Causes of poverty in Sub-Saharan Africa (SSA)

Monday, January 18, 2016
It can be argued that there are no single root causes of poverty in developing countries. However, looking back into the history and circumstances of different regions and countries in SSA, one can see the trends in the causes of poverty. Though there may be external causes of poverty, there are also internal or man-made causes. Nelson Mandela in his 2005 speech at London’s Trafalgar Square for the campaign to end poverty in the developing world said, “Like slavery and apartheid, poverty is not natural. It is man-made and can be overcome and eradicated by the actions of human beings” (BBC , 2005). Here are some of the key factors that contribute to poverty in SSA:

1. Lack of Economic Diversification

While the cause of Poverty in SSA can be attributed to many factors, a major problem lies in the non-diversification of the economies by most of the developing countries in SSA. An example of a lack of diversification is the case of Nigeria where the oil sector which only constituted 1 percent of the country’s export revenue in 1958 rose to 97 percent by 1984 and has since then not gone below 90 percent. In 2008, the oil and gas sector constituted about 97.5 percent of their export revenues, 81 percent of government revenues and about 17 percent of GDP.

The lack of diversification prompts SSA governments to ignore other areas of the economy that could have generated income and create more jobs for the local population. Therefore, there is need for SSA countries to expand and diversify their economic activities in order to boost Foreign Direct Investment (FDI) and Gross Domestic Product (GDP). This is important as evidence suggests that most of the countries that have expanded their trade have enjoyed growth. However, export diversification should be accompanied with introduction of new products. Ultimately, the country could chose to maintain the same product but in this instance, they would need to considerably improve the quality of the product they offer as they would face competition in the global market.

2. Poor Governance

Poor governance involves various malpractices by the state and its workers.
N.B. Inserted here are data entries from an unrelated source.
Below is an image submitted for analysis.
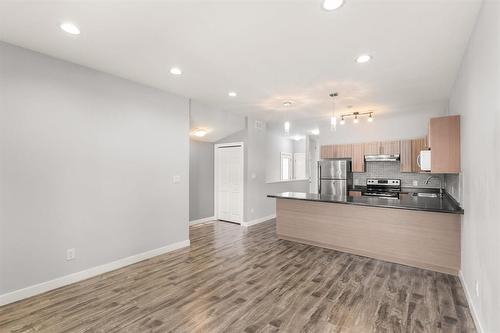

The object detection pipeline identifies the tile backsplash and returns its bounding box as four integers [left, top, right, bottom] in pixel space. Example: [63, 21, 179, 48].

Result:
[353, 161, 444, 188]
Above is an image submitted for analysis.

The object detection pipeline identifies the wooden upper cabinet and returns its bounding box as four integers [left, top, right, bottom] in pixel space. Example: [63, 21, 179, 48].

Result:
[380, 140, 401, 155]
[429, 116, 460, 173]
[363, 142, 380, 155]
[320, 144, 352, 159]
[351, 143, 365, 172]
[399, 138, 427, 172]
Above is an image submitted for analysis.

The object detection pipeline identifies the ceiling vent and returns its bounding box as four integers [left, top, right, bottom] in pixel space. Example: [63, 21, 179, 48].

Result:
[254, 120, 266, 131]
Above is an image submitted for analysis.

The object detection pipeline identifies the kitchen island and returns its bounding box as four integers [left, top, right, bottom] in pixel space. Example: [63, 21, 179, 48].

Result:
[268, 192, 463, 275]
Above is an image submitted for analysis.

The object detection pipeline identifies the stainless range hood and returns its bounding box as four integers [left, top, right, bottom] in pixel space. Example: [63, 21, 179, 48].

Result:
[365, 154, 399, 162]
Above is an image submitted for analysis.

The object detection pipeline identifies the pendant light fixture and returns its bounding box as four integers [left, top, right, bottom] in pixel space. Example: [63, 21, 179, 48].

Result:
[283, 121, 290, 136]
[329, 92, 339, 131]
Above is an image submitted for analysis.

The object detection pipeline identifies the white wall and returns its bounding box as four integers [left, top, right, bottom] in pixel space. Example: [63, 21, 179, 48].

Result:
[189, 140, 214, 221]
[245, 118, 309, 221]
[0, 43, 189, 294]
[217, 118, 309, 222]
[190, 100, 245, 142]
[449, 1, 500, 332]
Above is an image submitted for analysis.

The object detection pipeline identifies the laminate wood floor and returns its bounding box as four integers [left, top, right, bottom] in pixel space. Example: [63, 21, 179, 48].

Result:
[0, 221, 475, 333]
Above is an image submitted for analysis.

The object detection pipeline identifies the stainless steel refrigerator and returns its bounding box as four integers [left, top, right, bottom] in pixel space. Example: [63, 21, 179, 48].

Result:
[318, 160, 352, 196]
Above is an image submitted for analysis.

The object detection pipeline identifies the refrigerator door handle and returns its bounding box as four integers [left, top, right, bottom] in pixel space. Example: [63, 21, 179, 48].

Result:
[318, 163, 321, 194]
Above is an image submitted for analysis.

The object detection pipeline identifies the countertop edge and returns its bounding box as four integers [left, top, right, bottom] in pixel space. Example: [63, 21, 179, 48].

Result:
[267, 194, 464, 215]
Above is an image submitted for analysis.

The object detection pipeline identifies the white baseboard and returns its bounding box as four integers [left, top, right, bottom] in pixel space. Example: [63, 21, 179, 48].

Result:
[241, 214, 276, 227]
[458, 271, 484, 333]
[0, 239, 190, 306]
[189, 216, 215, 225]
This can be in the form of corruption, dysfunctional public services, and unfair tax assessments amongst other issues. Poor governance affects the poor people and leaves them vulnerable as they are denied basic necessities such as healthcare, food and shelter.

In developing countries, the poor are involved in small enterprises in order to generate income. Unfortunately their efforts are often undermined by corrupt practices. They struggle to make profit as they are faced with challenges such as unauthorised importation duties are often powerless, helpless and isolated.

Corruption has been and is a major issue in the development and fight against poverty in SSA. SSA is considered among the most corrupt places in the world as pointed out by Transparency International, a leading global watchdog on corruption who stated that, 6 out of the 10 most corrupt nations in the world are in Sub-Saharan Africa. Also, a study by Africa Union in 2002 concluded that, corruption cost the continent roughly $150 billion a year in lost revenue.Some countries in Africa such as Ghana, Tanzania and Rwanda have made some progress on the fight against corruption. However, there are still many lacking behind and the lack of drastic efforts to improve governance and stamp out corruption does not aid the fight to end poverty.

3. Inequality in distribution

Lastly, inequality is a challenge in society that needs to be overcome if poverty eradication is to be achieved. Inequality is a concentration of distribution of welfare, consumption and income. Most of the times, the people that suffer as a result of the income inequality are often the rural poor because a lot of the times they don’t invest in acquiring skills like the urban dwellers. The outcome of inequality can be an increase in economic and social problems such as violence.